Implementing stop gap solutions, the 2008 Olympic champion points out, is not the way forward if India wants to improve its medals tally at mega sporting events.
"For us to develop as a sporting nation, we can't reach our aspirations if that (stop-gap solutions) is our model. We can't just keep plugging in the gaps. We need a system which is smooth and rolling and world class. Only then will it deliver results," the champion shooter said in Mumbai on Monday.
"If we look to only plug the gaps in a hope that it will give the impetus and it will give the result... yes, it will give the results, but it will be restricted to medals here and there," he added.
"If we want 30, 40 medals then it requires the whole system to work very smoothly," Bindra told Rediff.com on the sidelines of an event in Mumbai.
Following the dismal performance by India's shooters at the 2016 Rio Olympics -- all 12 shooters returned home empty handed -- the National Rifle Association of India set up a committee led by Bindra last October.
In his scathing report, Bindra, who finished fourth in Rio -- he missed a medal in the men's 10m Air Rifle event, losing a nail-biting shoot-off against Ukrainian marksman S Kulish after the two were tied third at 163.8 in the race to reach the medal round -- and his four-member committee concluded that the consistent trickle of shooting medals since the 2004 Athens Games ended up making everyone involved in the sport complacent.
"Everyone took it for granted that there would be progress automatically, and forgot to ensure a systematic healthy process," he said.
'It can be said with no reservations that Indian Shooting 'over achieved' at the Rio Olympic Games. The formula for success was wrong and Indian Shooting had ridden its luck over the last few years, no doubt helped by some extremely talented shooters,' Bindra's report added.
Asked if the NRAI had acted on the recommendations made, Bindra said, "I don't know. I'm not an athlete any more, so I don't see the day to day scenario. So I don't know exactly how much is being followed or implemented."
"See, the thing of my committee was only to give recommendations. It was not a committee which would implement the recommendations. So honestly I have not had the chance to... because once you're not an athlete you don't see the ground situation."
"Once in a while, here and there I hear things, but I'm not there on a day to day basis. I don't know, I really don't know," said Bindra who is also part of the Olympic Task Force and chairman of the Target Olympic Podium committee.
"In TOPS my role is talent identification and it stops at that. The implementation of TOPS is different."
"Again, the OTF is a recommendatory body, we studied the scenario and recommended... on the ground what happens I don't know because I'm only mandated to make a report and that we've done to the best our ability."

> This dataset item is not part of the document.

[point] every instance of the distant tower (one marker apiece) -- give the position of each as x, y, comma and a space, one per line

"I think, hopefully they'll be implemented on ground and sport in India will develop," he added.
On the topic of India's not so flattering Olympic performances vis-à-vis World Cup events, Bindra stressed: "The Olympics is a different event. It is a different field. It has a different aura attached to it. Also, there are four World Cups in our sport every year, the Olympics comes once in only four years."
"So we really need to have a good preparation leading up to the Games and the ability to peak at that moment because at the World Cups if you don't do well in the first, two weeks later you have the second one, so there are more chances (to win a medal) but in the Olympics it's once in four years and in order to do well in the Olympic Games you need to perform and to prepare very well."
"I think it's all about preparation. It's overall preparation... the mental preparation is one side to it, there is a technical side, a physical side and all these aspects have to come together once for all on that particular day, once in four years."
Bindra is quick to point out that India does well at the Commonwealth Games and expects the current lot of shooters to shine at the 2018 CWG in the Gold Coast, Australia.
Just like in Glasgow in 2014, there will be no team event likely at the Gold Coast Games, and Bindra believes "it is tougher for Indian shooters. But that said, the Indian team is the strongest in shooting at the CWG."
"We have a lot of talent, a lot of depth in various events of shooting. We have lots of young people coming up, which is a good sign. If they are nurtured well and trained well through the whole journey, not just 12 months..."
"The performance and the systemic support has to be consistent throughout the four year period and then I think we will get more results," he said.
The Commonwealth Games, he said, has its own importance.
"I won nine medals at the Commonwealth Games, but I ended up winning my first individual gold at the last Games (2014 Glasgow)."
"It takes about eight years to develop as an Olympic athlete, very few athletes actually who go there and win medal in their first Games. 10,000 athletes go and compete at an Olympic Games, only 300 go back with a gold medal, the number is very, very less."
"It takes time for an athlete to develop, you have to give the athletes a chance and time to develop and go there."
"The experience which they gain from their first Games, they may not (win) a medal, but it is going to add to their experience which will help them to go and win in perhaps the next Games."